Is it just completely random, or is there a pattern?


----------



## Underneath The Stars (Jun 12, 2018)

Completely random! I only ever got a furniture reward twice. And I remember the one furniture, the villager didn’t even like.


----------



## Roald_fan (Jun 12, 2018)

I think it might be random.  It's only ever happened to me twice--1 time when it was furniture the other camper did like, and 1 time when the camper didn't like it.  I can't see any sort of pattern to it.


----------



## Chizuru (Jun 14, 2018)

Personally I choose a item which I would want instead of what camper would like more so I have a chance to get something I need for free. Thanks to that I got sweets sofa and preserved my glorious, precious cotton


----------



## Paperboy012305 (Jun 15, 2018)

Well, to get the item you want you have to give the item to the villager that matches the theme as the item does. But you actually getting the item is rare.

Don’t forget, that sometimes the choices for the items don’t match the villager’s theme at all, and you’re stuck with choosing the wrong gift.


----------



## arbra (Jun 15, 2018)

Paperboy012305 said:


> Well, to get the item you want you have to give the item to the villager that matches the theme as the item does. ...

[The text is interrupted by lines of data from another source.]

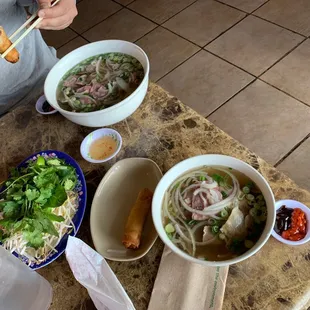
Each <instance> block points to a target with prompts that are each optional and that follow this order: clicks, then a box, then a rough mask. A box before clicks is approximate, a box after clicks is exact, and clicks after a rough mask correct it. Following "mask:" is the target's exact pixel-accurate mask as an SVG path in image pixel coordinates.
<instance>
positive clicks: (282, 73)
mask: <svg viewBox="0 0 310 310" xmlns="http://www.w3.org/2000/svg"><path fill="white" fill-rule="evenodd" d="M261 78H262V80H264V81H267V82H268V83H270V84H272V85H274V86H276V87H278V88H280V89H282V90H283V91H285V92H287V93H289V94H290V95H292V96H294V97H295V98H297V99H299V100H301V101H303V102H305V103H307V104H309V105H310V88H309V81H310V40H307V41H305V42H303V43H302V44H301V45H300V46H298V47H297V48H296V49H295V50H294V51H292V52H291V53H290V54H289V55H288V56H286V57H285V58H284V59H283V60H281V61H280V62H279V63H277V64H276V65H275V66H274V67H272V68H271V69H270V70H269V71H267V72H266V73H265V74H264V75H263V76H262V77H261Z"/></svg>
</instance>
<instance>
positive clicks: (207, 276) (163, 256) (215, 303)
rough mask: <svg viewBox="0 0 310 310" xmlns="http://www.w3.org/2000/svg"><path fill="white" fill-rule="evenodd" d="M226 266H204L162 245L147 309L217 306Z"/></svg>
mask: <svg viewBox="0 0 310 310" xmlns="http://www.w3.org/2000/svg"><path fill="white" fill-rule="evenodd" d="M228 268H229V267H204V266H202V265H199V264H194V263H190V262H188V261H186V260H185V259H183V258H181V257H179V256H177V255H176V254H174V253H173V252H172V251H171V250H170V249H169V248H168V247H165V249H164V252H163V255H162V259H161V262H160V266H159V269H158V274H157V277H156V280H155V284H154V288H153V292H152V296H151V301H150V304H149V307H148V310H162V309H169V310H188V309H195V310H206V309H216V310H218V309H221V308H222V304H223V298H224V292H225V285H226V279H227V274H228Z"/></svg>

I do not know if this is a true statement, I could swore that I got an item once even though it did not match the villagers theme.  But maybe my memory is playing tricks with me.


----------



## Underneath The Stars (Jun 15, 2018)

arbra said:


> I do not know if this is a true statement, I could swore that I got an item once even though it did not match the villagers theme.  But maybe my memory is playing tricks with me.



No it has to match their theme. Sometimes there are cases they would like an item if it?s similar to their theme, or was their furniture request even if it?s not their theme. Like, there are Modern animals that requests cool or civic and so on.

Let?s say, you are choosing gifts for Hamlet. If all the choices are cute lovely series he will not like ANY of those. But if the choices are something like soccer ball, portable toilet, green nat ?these are not natural items too, but under his furniture request are items like these.

It?s just a case of remembering what they like, not just themes.


----------



## Angel-Rae (Jun 16, 2018)

But the only time I was given an item the camper didn’t like it. So how can that be? Or do they sometimes act like they don’t like it even if it’s their theme?


----------